Scientific classification
- Kingdom: Animalia
- Phylum: Echinodermata
- Class: Echinoidea
- Order: Holasteroida
- Family: Pourtalesiidae
- Genus: Pourtalesia
- Species: P. miranda
- Binomial name: Pourtalesia miranda A. Agassiz, 1869
- Synonyms: Pourtalesia wandeli Mortensen, 1905;

= Pourtalesia miranda =

- Authority: A. Agassiz, 1869
- Conservation status: G5
- Synonyms: Pourtalesia wandeli Mortensen, 1905

Species of sea urchin

Pourtalesia miranda, commonly known as the wonderful sea urchin, is a species of sea urchin in the family Pourtalesiidae. It is found at abyssal depths in the Atlantic Ocean.

==Description==
The thin-shelled test is bottle-shaped, more than twice as long as it is wide, and with a marked rostrum at the posterior end. At the anterior end, the aboral ambulacrum is sunk, forming a funnel-like, forward-facing, nearly circular opening that leads to the peristome. The aboral surface has scattered low tubercles. Pourtalesia miranda differs from the otherwise similar Helgocystis in having the posterior ambulacral plate separate from the others. Adults are about 2 cm long.
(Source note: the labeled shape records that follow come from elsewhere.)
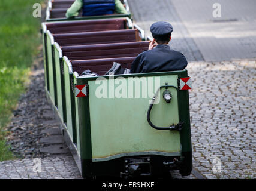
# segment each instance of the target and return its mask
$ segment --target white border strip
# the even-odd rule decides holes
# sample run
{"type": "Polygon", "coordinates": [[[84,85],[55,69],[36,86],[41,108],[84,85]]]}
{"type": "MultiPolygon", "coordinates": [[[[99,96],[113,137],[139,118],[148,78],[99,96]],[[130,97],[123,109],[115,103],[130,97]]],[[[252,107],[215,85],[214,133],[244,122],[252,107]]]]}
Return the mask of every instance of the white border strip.
{"type": "Polygon", "coordinates": [[[61,50],[61,47],[59,47],[59,44],[57,42],[55,42],[53,44],[53,47],[57,49],[58,51],[59,52],[59,56],[60,58],[62,58],[62,50],[61,50]]]}
{"type": "Polygon", "coordinates": [[[51,45],[53,45],[54,38],[53,38],[53,36],[52,35],[51,32],[50,32],[50,30],[46,30],[46,35],[47,35],[50,38],[50,39],[51,41],[51,45]]]}
{"type": "Polygon", "coordinates": [[[65,56],[63,57],[63,60],[64,60],[64,62],[66,63],[66,64],[68,66],[68,72],[70,72],[70,74],[72,74],[73,73],[73,70],[72,69],[72,65],[70,63],[70,60],[68,59],[68,57],[65,56]]]}

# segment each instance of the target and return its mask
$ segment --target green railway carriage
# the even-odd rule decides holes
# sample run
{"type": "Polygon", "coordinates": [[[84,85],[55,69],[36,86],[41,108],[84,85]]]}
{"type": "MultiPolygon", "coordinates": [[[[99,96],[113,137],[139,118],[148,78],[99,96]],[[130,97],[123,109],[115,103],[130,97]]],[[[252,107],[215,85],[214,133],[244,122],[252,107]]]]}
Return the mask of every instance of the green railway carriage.
{"type": "MultiPolygon", "coordinates": [[[[140,95],[136,98],[125,95],[124,97],[98,98],[95,96],[99,88],[97,77],[83,78],[76,72],[73,76],[74,85],[87,87],[86,97],[75,98],[77,152],[80,160],[78,162],[82,164],[84,177],[161,177],[170,169],[179,170],[182,175],[190,174],[192,152],[188,90],[177,88],[178,79],[187,76],[186,70],[104,76],[107,87],[112,81],[120,78],[127,84],[130,79],[147,82],[148,88],[151,81],[154,90],[163,86],[159,103],[154,106],[150,114],[152,121],[166,127],[183,122],[180,131],[159,130],[150,127],[147,121],[150,99],[142,96],[144,84],[139,85],[140,95]],[[165,88],[167,84],[177,88],[168,85],[165,88]],[[172,95],[169,104],[162,96],[165,88],[172,95]],[[138,167],[141,169],[136,174],[134,169],[138,167]]],[[[119,84],[113,84],[115,89],[119,84]]],[[[127,92],[135,88],[127,87],[127,92]]]]}
{"type": "Polygon", "coordinates": [[[42,32],[47,97],[83,177],[190,174],[186,70],[105,76],[148,48],[128,17],[47,20],[42,32]],[[83,76],[87,69],[99,76],[83,76]]]}

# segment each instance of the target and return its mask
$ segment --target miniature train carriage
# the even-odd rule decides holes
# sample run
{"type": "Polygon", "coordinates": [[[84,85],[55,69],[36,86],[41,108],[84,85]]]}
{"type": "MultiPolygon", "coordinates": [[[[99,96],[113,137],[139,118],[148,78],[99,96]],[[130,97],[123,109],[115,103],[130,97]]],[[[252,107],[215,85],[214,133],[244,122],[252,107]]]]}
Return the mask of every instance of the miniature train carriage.
{"type": "Polygon", "coordinates": [[[42,23],[47,97],[83,177],[189,175],[186,70],[105,76],[113,62],[129,69],[149,44],[129,18],[109,16],[42,23]]]}
{"type": "MultiPolygon", "coordinates": [[[[65,65],[70,67],[68,60],[65,65]]],[[[190,174],[191,80],[186,70],[73,76],[73,147],[83,177],[162,177],[170,170],[190,174]]]]}

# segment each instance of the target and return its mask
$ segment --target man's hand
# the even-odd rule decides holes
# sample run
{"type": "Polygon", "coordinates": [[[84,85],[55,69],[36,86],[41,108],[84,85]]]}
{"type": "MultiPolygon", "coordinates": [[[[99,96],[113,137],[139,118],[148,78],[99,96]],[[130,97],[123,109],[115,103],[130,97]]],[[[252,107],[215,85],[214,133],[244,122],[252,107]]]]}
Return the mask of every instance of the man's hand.
{"type": "Polygon", "coordinates": [[[155,41],[155,39],[153,39],[153,41],[150,42],[150,44],[149,44],[149,50],[152,50],[155,46],[157,45],[156,42],[155,41]]]}

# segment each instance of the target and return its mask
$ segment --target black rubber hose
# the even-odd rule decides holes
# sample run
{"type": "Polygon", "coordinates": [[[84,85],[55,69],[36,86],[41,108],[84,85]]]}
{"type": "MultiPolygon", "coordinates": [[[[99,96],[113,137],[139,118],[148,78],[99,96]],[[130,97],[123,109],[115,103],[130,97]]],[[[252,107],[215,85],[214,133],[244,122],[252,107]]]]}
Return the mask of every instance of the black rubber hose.
{"type": "Polygon", "coordinates": [[[152,102],[149,105],[149,109],[147,110],[147,122],[149,122],[149,124],[150,125],[150,126],[152,127],[153,127],[153,128],[155,128],[156,130],[169,130],[171,129],[171,126],[170,126],[170,127],[158,127],[158,126],[156,126],[154,124],[153,124],[152,122],[151,122],[151,120],[150,120],[151,110],[152,109],[153,105],[153,103],[155,102],[155,100],[156,96],[157,95],[157,93],[158,93],[158,91],[161,88],[162,88],[162,87],[165,87],[165,88],[167,88],[167,87],[173,87],[173,88],[175,88],[177,90],[178,90],[178,88],[176,87],[173,86],[173,85],[166,85],[161,86],[158,88],[158,90],[156,91],[156,93],[154,97],[153,98],[152,102]]]}

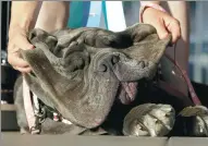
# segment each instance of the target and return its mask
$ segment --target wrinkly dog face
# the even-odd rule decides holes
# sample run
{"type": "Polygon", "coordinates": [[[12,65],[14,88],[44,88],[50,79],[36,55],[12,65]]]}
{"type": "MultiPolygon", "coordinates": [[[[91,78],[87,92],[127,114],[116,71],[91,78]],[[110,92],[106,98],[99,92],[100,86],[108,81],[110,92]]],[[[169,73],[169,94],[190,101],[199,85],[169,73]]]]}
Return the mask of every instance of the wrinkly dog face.
{"type": "Polygon", "coordinates": [[[123,32],[101,28],[33,29],[34,50],[22,51],[33,72],[30,89],[65,119],[85,127],[100,125],[115,98],[135,99],[136,83],[155,75],[171,37],[160,40],[150,25],[135,24],[123,32]]]}

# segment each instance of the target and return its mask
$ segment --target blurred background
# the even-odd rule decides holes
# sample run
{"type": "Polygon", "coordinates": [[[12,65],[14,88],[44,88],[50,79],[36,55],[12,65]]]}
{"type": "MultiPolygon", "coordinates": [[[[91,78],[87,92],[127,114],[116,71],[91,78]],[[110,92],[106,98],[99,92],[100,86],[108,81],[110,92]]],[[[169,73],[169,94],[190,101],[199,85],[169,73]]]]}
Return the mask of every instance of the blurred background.
{"type": "MultiPolygon", "coordinates": [[[[189,61],[188,74],[192,81],[208,84],[208,2],[206,1],[188,1],[189,4],[189,61]]],[[[68,25],[70,27],[120,27],[119,21],[124,21],[124,26],[133,25],[138,22],[139,1],[123,1],[122,5],[114,7],[113,11],[123,11],[123,17],[118,16],[117,21],[111,24],[106,22],[106,16],[110,13],[101,1],[73,1],[71,2],[70,19],[68,25]],[[120,9],[120,10],[119,10],[120,9]],[[108,12],[108,13],[107,13],[108,12]],[[76,15],[74,15],[76,14],[76,15]],[[109,26],[110,25],[110,26],[109,26]]],[[[113,7],[113,5],[112,5],[113,7]]],[[[7,44],[8,29],[10,24],[11,1],[1,2],[1,98],[7,99],[12,95],[13,83],[17,72],[8,68],[7,63],[7,44]]],[[[112,9],[111,9],[112,11],[112,9]]],[[[113,15],[113,12],[111,12],[113,15]]],[[[109,20],[110,21],[110,20],[109,20]]],[[[11,101],[10,101],[11,100],[11,101]]]]}

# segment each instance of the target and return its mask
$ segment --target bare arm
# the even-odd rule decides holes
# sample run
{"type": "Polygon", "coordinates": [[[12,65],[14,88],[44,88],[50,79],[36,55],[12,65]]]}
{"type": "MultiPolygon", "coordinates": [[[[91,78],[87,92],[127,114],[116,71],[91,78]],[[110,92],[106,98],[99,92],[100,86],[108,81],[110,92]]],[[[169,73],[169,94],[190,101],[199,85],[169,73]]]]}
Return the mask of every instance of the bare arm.
{"type": "Polygon", "coordinates": [[[34,25],[38,1],[12,1],[10,32],[17,25],[28,31],[34,25]]]}
{"type": "Polygon", "coordinates": [[[20,58],[20,49],[34,48],[27,40],[26,33],[33,27],[38,1],[12,1],[9,29],[8,61],[21,72],[29,72],[26,61],[20,58]]]}
{"type": "MultiPolygon", "coordinates": [[[[140,3],[160,4],[160,1],[140,1],[140,3]]],[[[166,38],[169,34],[171,34],[172,42],[174,44],[181,37],[180,23],[169,13],[166,13],[160,10],[151,7],[145,9],[142,14],[143,22],[155,26],[161,39],[166,38]]]]}

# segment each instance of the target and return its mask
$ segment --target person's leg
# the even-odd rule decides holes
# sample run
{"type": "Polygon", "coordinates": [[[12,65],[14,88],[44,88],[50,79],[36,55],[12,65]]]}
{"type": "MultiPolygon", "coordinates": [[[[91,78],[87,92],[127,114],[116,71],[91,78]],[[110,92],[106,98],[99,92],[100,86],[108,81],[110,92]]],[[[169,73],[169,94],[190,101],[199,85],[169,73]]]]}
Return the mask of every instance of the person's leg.
{"type": "Polygon", "coordinates": [[[42,1],[35,27],[47,32],[66,27],[69,8],[69,1],[42,1]]]}
{"type": "MultiPolygon", "coordinates": [[[[181,39],[176,42],[175,59],[183,70],[188,70],[188,54],[189,54],[189,14],[188,3],[186,1],[168,1],[162,2],[163,8],[170,12],[181,24],[181,39]]],[[[167,49],[172,58],[174,57],[174,48],[170,47],[167,49]]],[[[178,83],[175,83],[178,84],[178,83]]],[[[179,89],[187,94],[187,87],[180,83],[176,85],[179,89]]]]}

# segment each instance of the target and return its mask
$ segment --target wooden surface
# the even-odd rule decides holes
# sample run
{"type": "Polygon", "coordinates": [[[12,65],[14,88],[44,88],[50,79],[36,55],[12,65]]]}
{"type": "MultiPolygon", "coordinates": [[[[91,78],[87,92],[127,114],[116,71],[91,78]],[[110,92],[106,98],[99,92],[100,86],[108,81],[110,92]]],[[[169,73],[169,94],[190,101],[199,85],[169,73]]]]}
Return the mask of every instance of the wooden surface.
{"type": "Polygon", "coordinates": [[[21,135],[2,133],[2,146],[208,146],[207,137],[21,135]]]}

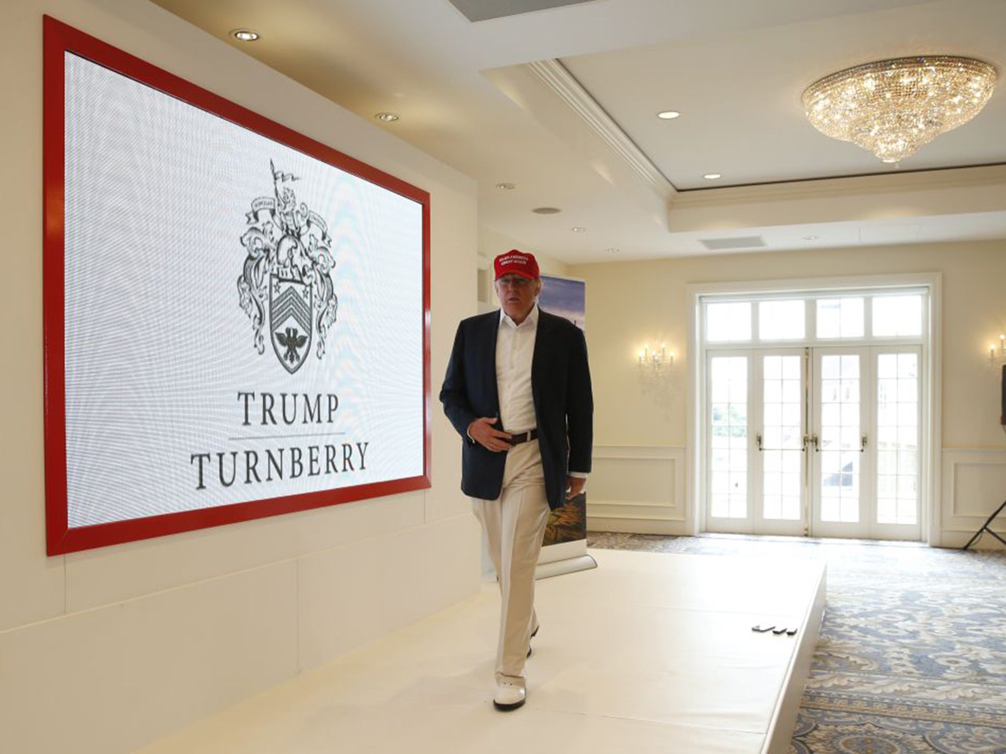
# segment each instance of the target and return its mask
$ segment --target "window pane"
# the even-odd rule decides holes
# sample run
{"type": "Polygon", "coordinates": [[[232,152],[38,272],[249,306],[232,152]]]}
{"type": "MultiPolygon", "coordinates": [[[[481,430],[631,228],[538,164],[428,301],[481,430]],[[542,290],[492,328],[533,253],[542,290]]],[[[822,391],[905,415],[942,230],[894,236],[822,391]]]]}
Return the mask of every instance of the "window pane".
{"type": "Polygon", "coordinates": [[[918,521],[918,357],[877,357],[877,523],[918,521]]]}
{"type": "Polygon", "coordinates": [[[878,296],[873,299],[873,337],[892,338],[923,333],[923,297],[878,296]]]}
{"type": "Polygon", "coordinates": [[[751,305],[709,304],[705,308],[705,338],[710,342],[749,341],[751,305]]]}
{"type": "Polygon", "coordinates": [[[764,301],[758,305],[758,335],[764,341],[804,337],[802,300],[764,301]]]}
{"type": "Polygon", "coordinates": [[[747,516],[747,359],[717,356],[709,360],[710,404],[709,515],[747,516]],[[725,398],[725,400],[722,400],[725,398]]]}
{"type": "Polygon", "coordinates": [[[863,300],[819,299],[817,303],[818,338],[862,338],[863,300]]]}

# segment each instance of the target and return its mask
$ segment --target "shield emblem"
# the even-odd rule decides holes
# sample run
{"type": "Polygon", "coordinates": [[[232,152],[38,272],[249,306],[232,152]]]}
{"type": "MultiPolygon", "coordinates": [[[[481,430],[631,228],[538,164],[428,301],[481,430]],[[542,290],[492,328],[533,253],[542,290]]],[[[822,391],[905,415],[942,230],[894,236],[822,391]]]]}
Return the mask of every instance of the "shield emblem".
{"type": "Polygon", "coordinates": [[[300,280],[271,275],[269,324],[273,350],[291,374],[311,351],[311,287],[300,280]]]}

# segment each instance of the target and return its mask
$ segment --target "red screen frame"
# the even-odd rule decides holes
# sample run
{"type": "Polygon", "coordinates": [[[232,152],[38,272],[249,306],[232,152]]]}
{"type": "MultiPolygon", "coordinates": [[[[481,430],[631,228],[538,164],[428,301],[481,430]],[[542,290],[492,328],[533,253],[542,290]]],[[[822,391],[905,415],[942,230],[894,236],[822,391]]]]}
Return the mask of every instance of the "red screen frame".
{"type": "Polygon", "coordinates": [[[44,326],[45,522],[48,555],[162,537],[296,511],[351,503],[432,487],[430,394],[430,193],[286,126],[224,100],[139,57],[43,17],[43,208],[42,306],[44,326]],[[211,113],[347,173],[412,199],[423,206],[423,395],[424,473],[387,482],[271,498],[198,511],[70,529],[66,490],[64,322],[64,53],[95,63],[211,113]]]}

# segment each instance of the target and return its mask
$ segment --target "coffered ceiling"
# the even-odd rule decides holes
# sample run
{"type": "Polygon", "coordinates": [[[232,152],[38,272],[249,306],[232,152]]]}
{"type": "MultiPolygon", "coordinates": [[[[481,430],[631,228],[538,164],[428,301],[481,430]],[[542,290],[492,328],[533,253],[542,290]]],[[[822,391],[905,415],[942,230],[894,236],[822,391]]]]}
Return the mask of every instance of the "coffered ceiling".
{"type": "Polygon", "coordinates": [[[398,114],[381,127],[478,182],[480,223],[567,262],[1006,237],[1006,84],[897,168],[800,106],[886,57],[1006,77],[1004,0],[156,2],[363,118],[398,114]]]}

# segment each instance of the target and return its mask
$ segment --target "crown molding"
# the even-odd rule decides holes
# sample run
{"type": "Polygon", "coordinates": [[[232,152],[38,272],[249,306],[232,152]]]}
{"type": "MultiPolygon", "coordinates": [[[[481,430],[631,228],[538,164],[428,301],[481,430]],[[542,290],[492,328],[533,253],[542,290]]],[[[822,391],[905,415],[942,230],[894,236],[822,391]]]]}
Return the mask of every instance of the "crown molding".
{"type": "Polygon", "coordinates": [[[1006,186],[1006,164],[681,191],[675,208],[991,186],[1006,186]]]}
{"type": "Polygon", "coordinates": [[[536,60],[526,65],[664,201],[670,202],[678,195],[677,189],[650,162],[650,158],[619,128],[561,62],[554,59],[536,60]]]}

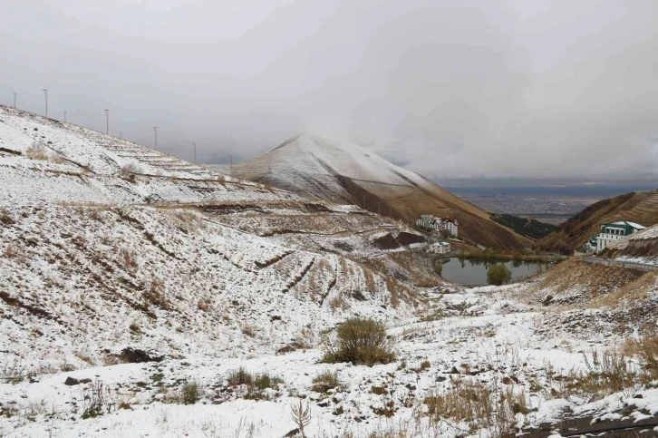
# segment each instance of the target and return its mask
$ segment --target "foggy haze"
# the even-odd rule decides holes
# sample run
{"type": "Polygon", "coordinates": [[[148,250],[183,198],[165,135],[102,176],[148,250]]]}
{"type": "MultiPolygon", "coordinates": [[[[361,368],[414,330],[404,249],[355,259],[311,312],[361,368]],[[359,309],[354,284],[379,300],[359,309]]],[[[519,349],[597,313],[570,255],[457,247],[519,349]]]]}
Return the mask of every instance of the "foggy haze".
{"type": "Polygon", "coordinates": [[[302,131],[430,178],[658,178],[658,2],[0,0],[0,102],[202,162],[302,131]]]}

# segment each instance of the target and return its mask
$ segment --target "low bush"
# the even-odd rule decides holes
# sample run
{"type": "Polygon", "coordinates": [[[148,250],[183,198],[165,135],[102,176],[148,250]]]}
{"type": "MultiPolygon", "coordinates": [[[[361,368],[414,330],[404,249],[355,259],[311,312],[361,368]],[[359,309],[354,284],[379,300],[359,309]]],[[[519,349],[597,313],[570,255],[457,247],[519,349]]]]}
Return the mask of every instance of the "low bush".
{"type": "Polygon", "coordinates": [[[251,385],[254,384],[254,375],[240,366],[237,370],[231,371],[227,378],[228,384],[236,386],[238,384],[251,385]]]}
{"type": "Polygon", "coordinates": [[[48,150],[39,141],[34,141],[25,150],[25,156],[32,160],[48,160],[48,150]]]}
{"type": "Polygon", "coordinates": [[[645,380],[658,379],[658,335],[652,334],[638,340],[628,340],[624,352],[639,357],[645,380]]]}
{"type": "Polygon", "coordinates": [[[353,318],[343,323],[337,330],[336,348],[324,355],[326,363],[351,362],[367,365],[389,364],[395,360],[386,327],[373,319],[353,318]]]}
{"type": "Polygon", "coordinates": [[[0,223],[5,225],[12,225],[15,223],[12,215],[5,209],[0,209],[0,223]]]}
{"type": "Polygon", "coordinates": [[[316,393],[326,393],[330,389],[340,386],[338,373],[325,371],[313,378],[313,390],[316,393]]]}
{"type": "Polygon", "coordinates": [[[162,403],[173,404],[194,404],[201,398],[201,385],[198,382],[185,382],[180,389],[165,394],[162,403]]]}
{"type": "Polygon", "coordinates": [[[200,398],[200,386],[198,382],[186,382],[180,388],[180,399],[183,404],[194,404],[200,398]]]}
{"type": "Polygon", "coordinates": [[[512,392],[497,395],[484,384],[461,380],[455,381],[454,387],[444,394],[430,394],[424,403],[433,422],[463,422],[471,433],[486,427],[495,436],[507,436],[514,425],[515,407],[522,412],[526,406],[523,395],[512,392]]]}
{"type": "Polygon", "coordinates": [[[269,373],[263,373],[256,375],[254,378],[254,386],[259,391],[263,391],[267,388],[276,388],[280,384],[284,383],[284,379],[278,375],[270,375],[269,373]]]}
{"type": "Polygon", "coordinates": [[[506,285],[512,279],[512,271],[505,265],[491,265],[487,271],[487,283],[494,286],[506,285]]]}

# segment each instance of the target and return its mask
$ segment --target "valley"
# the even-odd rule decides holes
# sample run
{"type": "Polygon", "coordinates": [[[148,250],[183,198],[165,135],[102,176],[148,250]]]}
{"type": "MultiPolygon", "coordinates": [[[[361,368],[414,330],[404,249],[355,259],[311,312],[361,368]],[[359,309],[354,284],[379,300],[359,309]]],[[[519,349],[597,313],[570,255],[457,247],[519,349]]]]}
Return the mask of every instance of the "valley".
{"type": "MultiPolygon", "coordinates": [[[[425,232],[324,192],[6,107],[0,148],[0,436],[544,437],[658,413],[655,270],[571,258],[469,287],[425,232]],[[340,359],[354,321],[385,354],[340,359]]],[[[530,242],[403,175],[469,238],[530,242]]],[[[653,257],[654,229],[634,238],[609,257],[653,257]]]]}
The post-larval Pourtalesia miranda is at first radially symmetric, but as it grows, it becomes increasingly bilaterally symmetric. Growth is performed in two ways, by the creation of new plates at the apical end, and by the enlargement of existing plates by accretion around their margins. It is in the combination of these two mechanisms that this echinoid achieves its unusual form, with the fifth interambulacrum being progressively broken into two parts.

==Ecology==
Deep water research was undertaken at Cap Blanc off Mauritania in West Africa, at depths between 1000 and 2000 m. This part of the seabed has a rich megafauna, perhaps because of the upwelling of strong currents near the seabed, and the churning of the sediment performed by the animals. At 2000 m, the seabed community, as sampled by trawling, was found to be dominated by Pourtalesia miranda and the Venus flytrap sea anemone (Actinoscyphia aurelia). At the greater depth of 4000 m, these animals had given way to the foraminiferan Reticulammina labyrintha, with individual tests reaching 6 cm in length. In other parts of the abyss, live and dead sponges were the dominant lifeform; in general, the deeper the water, the fewer were the macrofauna present. A small commensal bivalve mollusc Axinodon symmetros was often found attached to the spines of the echinoid by byssal threads.